I arrived home yesterday with a car packed with produce and smelling powerfully of onions--a bucket full of leeks and sprouts, plus tomatoes and winter squash, all from Angela's Wellington garden; cider and bags of apples from North Star Orchard in Madison, where I hadn't stopped since I moved south, but this time I did, and they still remembered me, and that felt really good.
Oh, it was lovely up north. I began my day at 7:30 a.m., driving on the gravel road from Wellington to Kingsbury, where I stopped and took a rainy foggy photo of the pond--our swimming spot for so many years--and texted it to the boys. Then I turned right onto Route 16, which is paved but desolate--miles of trees, an occasional log truck roaring past, but mostly silence and fog and low sky and rain and the fading palette of autumn. Route 16 eventually teed into Route 15, the route north toward Moosehead Lake, and there, in Abbott Village, I turned left and climbed the hills into Monson.

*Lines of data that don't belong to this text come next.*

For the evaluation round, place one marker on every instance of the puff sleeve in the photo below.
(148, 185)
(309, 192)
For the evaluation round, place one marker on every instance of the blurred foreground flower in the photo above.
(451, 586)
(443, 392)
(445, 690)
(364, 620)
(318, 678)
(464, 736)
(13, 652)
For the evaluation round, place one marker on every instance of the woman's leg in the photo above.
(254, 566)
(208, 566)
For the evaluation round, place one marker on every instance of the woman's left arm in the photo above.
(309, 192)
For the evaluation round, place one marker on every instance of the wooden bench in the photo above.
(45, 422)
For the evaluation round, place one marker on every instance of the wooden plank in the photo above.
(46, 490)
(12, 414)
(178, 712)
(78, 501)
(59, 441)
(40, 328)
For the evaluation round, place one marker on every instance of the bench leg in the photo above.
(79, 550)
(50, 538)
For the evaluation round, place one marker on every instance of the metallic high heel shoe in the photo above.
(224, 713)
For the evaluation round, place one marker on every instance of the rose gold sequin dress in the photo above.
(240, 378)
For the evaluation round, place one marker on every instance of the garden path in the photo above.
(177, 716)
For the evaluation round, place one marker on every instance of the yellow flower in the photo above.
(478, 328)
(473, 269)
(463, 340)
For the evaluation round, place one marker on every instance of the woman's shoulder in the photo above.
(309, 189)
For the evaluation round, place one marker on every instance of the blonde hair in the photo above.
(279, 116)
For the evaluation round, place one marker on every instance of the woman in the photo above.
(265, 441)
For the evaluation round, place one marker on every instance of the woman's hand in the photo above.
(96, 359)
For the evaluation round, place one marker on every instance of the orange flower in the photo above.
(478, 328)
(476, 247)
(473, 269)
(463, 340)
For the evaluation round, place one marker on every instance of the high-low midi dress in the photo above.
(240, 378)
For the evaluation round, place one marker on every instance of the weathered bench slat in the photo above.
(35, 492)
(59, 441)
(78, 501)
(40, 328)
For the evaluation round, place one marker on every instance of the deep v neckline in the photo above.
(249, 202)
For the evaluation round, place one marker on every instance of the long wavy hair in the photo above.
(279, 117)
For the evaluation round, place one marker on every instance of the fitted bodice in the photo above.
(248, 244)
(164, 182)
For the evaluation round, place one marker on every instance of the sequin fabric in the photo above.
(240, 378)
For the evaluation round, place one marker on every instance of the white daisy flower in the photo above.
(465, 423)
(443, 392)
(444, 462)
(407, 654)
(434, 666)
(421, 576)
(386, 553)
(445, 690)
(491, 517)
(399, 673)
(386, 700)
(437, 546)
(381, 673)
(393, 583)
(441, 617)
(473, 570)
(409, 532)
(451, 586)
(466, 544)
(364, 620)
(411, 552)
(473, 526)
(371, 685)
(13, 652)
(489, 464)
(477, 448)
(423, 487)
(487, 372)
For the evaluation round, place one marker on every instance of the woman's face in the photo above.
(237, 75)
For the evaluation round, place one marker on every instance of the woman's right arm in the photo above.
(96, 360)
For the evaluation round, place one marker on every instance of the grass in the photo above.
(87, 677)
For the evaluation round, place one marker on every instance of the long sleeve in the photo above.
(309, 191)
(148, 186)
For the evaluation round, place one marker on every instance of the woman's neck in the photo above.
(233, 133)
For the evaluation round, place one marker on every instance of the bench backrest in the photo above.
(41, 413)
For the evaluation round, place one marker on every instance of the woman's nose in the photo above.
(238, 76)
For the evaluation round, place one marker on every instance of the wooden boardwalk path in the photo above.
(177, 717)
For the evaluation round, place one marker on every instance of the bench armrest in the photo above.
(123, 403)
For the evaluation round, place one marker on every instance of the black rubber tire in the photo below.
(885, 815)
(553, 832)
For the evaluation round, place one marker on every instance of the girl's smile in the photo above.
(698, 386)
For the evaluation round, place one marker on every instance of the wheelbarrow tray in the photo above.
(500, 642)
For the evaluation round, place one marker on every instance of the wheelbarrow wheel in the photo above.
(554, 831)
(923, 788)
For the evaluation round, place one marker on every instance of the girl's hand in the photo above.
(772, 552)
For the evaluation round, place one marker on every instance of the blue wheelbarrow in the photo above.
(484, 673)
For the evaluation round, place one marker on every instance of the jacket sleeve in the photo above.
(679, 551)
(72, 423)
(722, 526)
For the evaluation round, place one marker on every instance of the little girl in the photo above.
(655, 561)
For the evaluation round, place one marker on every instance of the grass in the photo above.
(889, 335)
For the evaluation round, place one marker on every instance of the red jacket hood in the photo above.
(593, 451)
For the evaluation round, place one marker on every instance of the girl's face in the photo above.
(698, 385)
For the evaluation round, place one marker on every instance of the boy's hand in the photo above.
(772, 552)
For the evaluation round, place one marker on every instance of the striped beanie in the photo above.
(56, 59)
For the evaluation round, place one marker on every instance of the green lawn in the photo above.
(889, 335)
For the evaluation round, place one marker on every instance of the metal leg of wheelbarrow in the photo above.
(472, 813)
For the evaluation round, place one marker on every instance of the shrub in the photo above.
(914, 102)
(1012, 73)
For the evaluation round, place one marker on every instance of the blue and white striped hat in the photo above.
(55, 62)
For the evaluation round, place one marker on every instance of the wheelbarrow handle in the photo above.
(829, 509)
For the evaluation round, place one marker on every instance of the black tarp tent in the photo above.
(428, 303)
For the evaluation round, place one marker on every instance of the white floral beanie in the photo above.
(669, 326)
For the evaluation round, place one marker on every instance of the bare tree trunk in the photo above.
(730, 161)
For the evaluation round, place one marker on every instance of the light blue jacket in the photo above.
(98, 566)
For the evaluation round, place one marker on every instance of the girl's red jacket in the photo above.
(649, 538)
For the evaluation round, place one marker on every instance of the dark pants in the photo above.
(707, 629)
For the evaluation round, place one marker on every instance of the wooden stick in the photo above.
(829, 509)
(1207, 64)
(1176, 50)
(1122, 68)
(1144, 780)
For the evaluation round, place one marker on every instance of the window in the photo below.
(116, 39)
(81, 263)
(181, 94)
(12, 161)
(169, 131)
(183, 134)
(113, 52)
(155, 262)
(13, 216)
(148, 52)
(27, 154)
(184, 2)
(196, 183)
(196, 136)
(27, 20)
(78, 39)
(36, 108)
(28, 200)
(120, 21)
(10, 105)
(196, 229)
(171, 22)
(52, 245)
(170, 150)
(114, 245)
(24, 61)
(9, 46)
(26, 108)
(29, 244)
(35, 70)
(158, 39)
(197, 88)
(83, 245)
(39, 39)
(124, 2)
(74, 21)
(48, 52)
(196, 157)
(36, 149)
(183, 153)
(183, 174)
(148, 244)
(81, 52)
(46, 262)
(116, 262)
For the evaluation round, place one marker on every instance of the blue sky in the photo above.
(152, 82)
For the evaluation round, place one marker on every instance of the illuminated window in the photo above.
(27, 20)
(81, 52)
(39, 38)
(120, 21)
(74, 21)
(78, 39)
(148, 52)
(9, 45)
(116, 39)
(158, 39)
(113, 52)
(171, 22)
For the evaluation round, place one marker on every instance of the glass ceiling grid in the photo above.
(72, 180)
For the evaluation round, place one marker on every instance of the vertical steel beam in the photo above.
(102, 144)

The day went as well as I could have hoped. The kids, all of them seniors, were extremely engaged: they talked, they wrote hard, they shared, they asked questions. When they weren't with me, they were drawing with Alan Bray, and he says they were equally goofy and focused and excited with him. It really was the perfect way to re-enter the world of the classroom.
So now here I am, back in Portland, in my little city house, fighting a small headache and thinking about all the stuff I need to do this weekend: plant bulbs, clean bathrooms, wash sheets, read contest manuscripts, trim up those masses of Brussels sprouts I brought back in the car. The Red Sox lost their last game of the season, sad but inevitable, so now winter is truly on its way, and I'm okay with that. The house stores are filled, the firewood is stacked and at the ready, the books are waiting to be read.
On Thursday evening, in Wellington, as Steve and Ang and I lay around in the living room watching/semi-dozing through a football game--a companionable family unit, cozy and unself-conscious--I thought, again, about the treasure of the present moment . . . not constantly regretting the past or fearing the future, but merely existing, and attending to that existence. It's impossible to do, except in glimpses, or flashes: to say Here I am and then just be there. But I feel like, over the past couple of days, I've been able to stop and capture that sensation multiple times: in front of the game, on the road up to Monson, in the room with the students. So in addition to being happy that all went well with my work, I also feel a leftover glow from that attentiveness. As if I accomplished my actual, real, deep-down job. Which just seems to be noticing.
1 comment:
Noticing is so often seen as a distraction or "not paying attention to the task at hand", but in reality, I think it is a gift that not all have naturally.
You do, therefore you do as a writer and a friend. Blessings.